At the wine festival, Cuffe had met Vivian Brutus Kleynhans, one of seven sisters who produced a selection of various wines, aptly named Seven Sisters, each one designed to match the style and personality of one of the sisters. A notable recent addition is the House of Mandela portfolio of wines, produced by the family of Nelson Mandela. The Mandelas and Cuffes both recognized South Africa's burgeoning fair trade wine movement, which promotes equitable trade and labor practices, community development, and environmental awareness.
"The Mandela family saw it as a way—through the medium of wine—to support a local economy and to tell the story about their values and their tradition that hopefully can be lessons for other people," says Cuffe. "So we are just stewards of telling their story. I like that we're behind the scenes."
In addition to traditional wine distribution in the United States, Cuffe made deals with several US airlines to carry Heritage Link wines. "Our first contract created 200 jobs on the ground," Cuffe says proudly. "And ours was the first South African wine to be served on American Airlines. Because of that, the South African government took notice and responded by negotiating a land purchase for the Seven Sisters, who until that point owned no vineyards and had to contract farmers and a winery to grow grapes. Now Walmart wants to put Seven Sisters in 1,500 US stores by 2014 and then expand into Canada, China, and other areas. It's been quite a ride!"

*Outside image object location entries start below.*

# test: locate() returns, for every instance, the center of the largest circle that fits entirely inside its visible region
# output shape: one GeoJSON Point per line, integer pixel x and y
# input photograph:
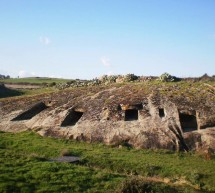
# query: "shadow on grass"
{"type": "Point", "coordinates": [6, 92]}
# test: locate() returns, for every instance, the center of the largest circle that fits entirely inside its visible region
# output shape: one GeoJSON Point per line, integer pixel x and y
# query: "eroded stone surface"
{"type": "Point", "coordinates": [155, 122]}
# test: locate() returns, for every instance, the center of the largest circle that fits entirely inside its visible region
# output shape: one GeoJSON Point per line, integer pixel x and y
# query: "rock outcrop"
{"type": "Point", "coordinates": [176, 116]}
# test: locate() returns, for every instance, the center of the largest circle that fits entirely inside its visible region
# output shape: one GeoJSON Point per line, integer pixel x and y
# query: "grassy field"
{"type": "Point", "coordinates": [34, 80]}
{"type": "Point", "coordinates": [25, 167]}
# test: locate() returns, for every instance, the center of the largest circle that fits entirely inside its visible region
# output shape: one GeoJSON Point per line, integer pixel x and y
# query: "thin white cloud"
{"type": "Point", "coordinates": [23, 74]}
{"type": "Point", "coordinates": [105, 61]}
{"type": "Point", "coordinates": [45, 40]}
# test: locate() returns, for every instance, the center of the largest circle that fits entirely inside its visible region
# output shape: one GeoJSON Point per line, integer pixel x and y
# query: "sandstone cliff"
{"type": "Point", "coordinates": [176, 116]}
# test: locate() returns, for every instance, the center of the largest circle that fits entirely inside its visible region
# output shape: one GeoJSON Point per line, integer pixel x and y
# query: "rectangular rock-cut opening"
{"type": "Point", "coordinates": [33, 111]}
{"type": "Point", "coordinates": [161, 112]}
{"type": "Point", "coordinates": [188, 122]}
{"type": "Point", "coordinates": [72, 118]}
{"type": "Point", "coordinates": [131, 115]}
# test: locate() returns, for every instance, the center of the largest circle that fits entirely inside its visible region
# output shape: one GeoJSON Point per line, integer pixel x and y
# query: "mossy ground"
{"type": "Point", "coordinates": [25, 167]}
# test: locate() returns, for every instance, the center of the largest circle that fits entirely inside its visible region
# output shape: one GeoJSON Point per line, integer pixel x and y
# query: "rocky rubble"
{"type": "Point", "coordinates": [179, 116]}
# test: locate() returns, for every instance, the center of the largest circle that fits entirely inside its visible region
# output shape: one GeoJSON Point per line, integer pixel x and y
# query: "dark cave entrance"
{"type": "Point", "coordinates": [188, 122]}
{"type": "Point", "coordinates": [72, 118]}
{"type": "Point", "coordinates": [131, 115]}
{"type": "Point", "coordinates": [33, 111]}
{"type": "Point", "coordinates": [161, 112]}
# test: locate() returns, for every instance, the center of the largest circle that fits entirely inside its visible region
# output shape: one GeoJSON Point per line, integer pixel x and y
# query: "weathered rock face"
{"type": "Point", "coordinates": [140, 115]}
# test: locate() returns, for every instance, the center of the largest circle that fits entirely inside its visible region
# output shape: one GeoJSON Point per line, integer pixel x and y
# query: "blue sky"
{"type": "Point", "coordinates": [89, 38]}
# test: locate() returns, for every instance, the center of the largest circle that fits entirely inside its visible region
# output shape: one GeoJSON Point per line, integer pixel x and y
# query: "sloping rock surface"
{"type": "Point", "coordinates": [176, 116]}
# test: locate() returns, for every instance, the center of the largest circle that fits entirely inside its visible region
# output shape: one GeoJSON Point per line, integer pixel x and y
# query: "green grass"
{"type": "Point", "coordinates": [34, 80]}
{"type": "Point", "coordinates": [24, 166]}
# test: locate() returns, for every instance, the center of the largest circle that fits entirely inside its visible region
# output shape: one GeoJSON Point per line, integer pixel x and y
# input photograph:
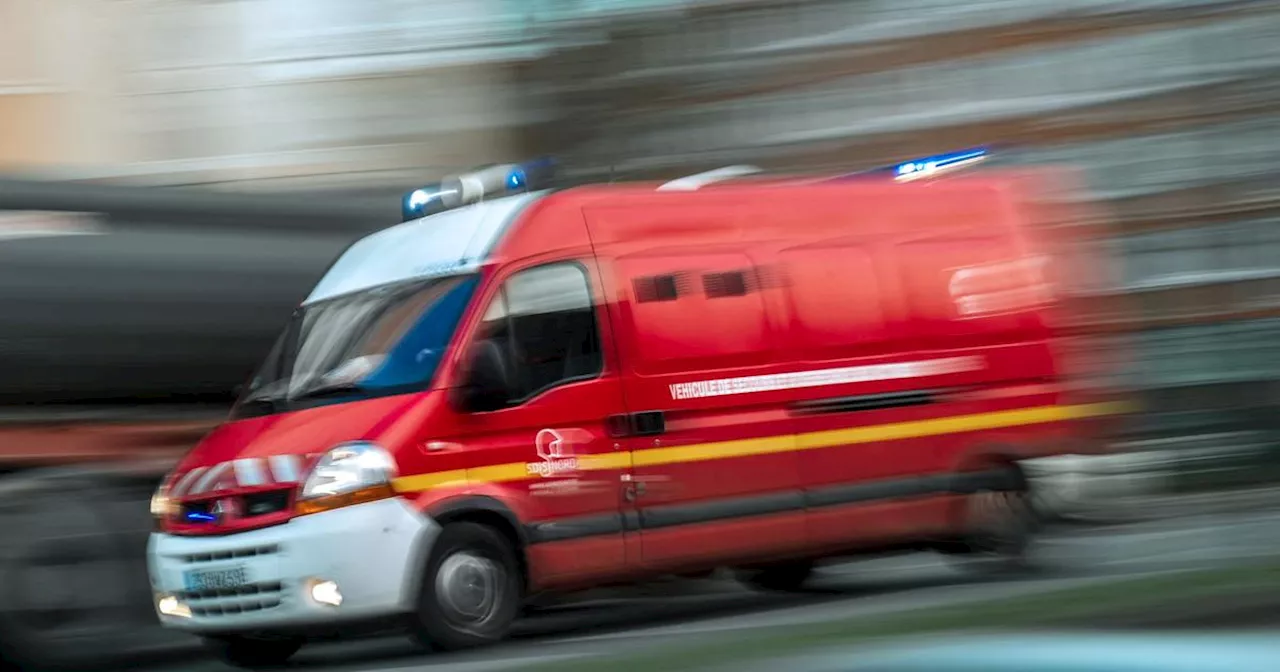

It seems all the more remarkable to Cuffe, who never thought of herself as having entrepreneurship in her blood (although her grandmother, having moved from Louisiana to California with seven children, little education, and 11 cents in her pocket, had started a fashion house creating clothing for music stars such as Ike and Tina Turner and Sonny and Cher).
"Before HBS, there was nothing in me that wanted to be an entrepreneur," Cuffe says. "But Professor Joe Lassiter showed me there was a toolkit for how to do it and that you can have greater impact through entrepreneurship. Bill Sahlman's Entrepreneurial Finance course helped me gain the self-awareness that maybe this was more of a personality fit than I thought."
Cuffe owes another debt of gratitude to the School, as she quickly points out: "I met my husband at HBS!" (Khary, a marketing director at L'Oreal, also serves as Heritage Link's CFO. The Cuffes have two sons.)
Asked where she'll be in 10 years, Cuffe replies, "I think I'll be a serial entrepreneur, with the wine business going well but maybe other businesses within that portfolio. I'm toying with a couple of things now in the health-care space. Whatever I'm involved in, it's got to be making the world a better place. I'm hard-wired that way."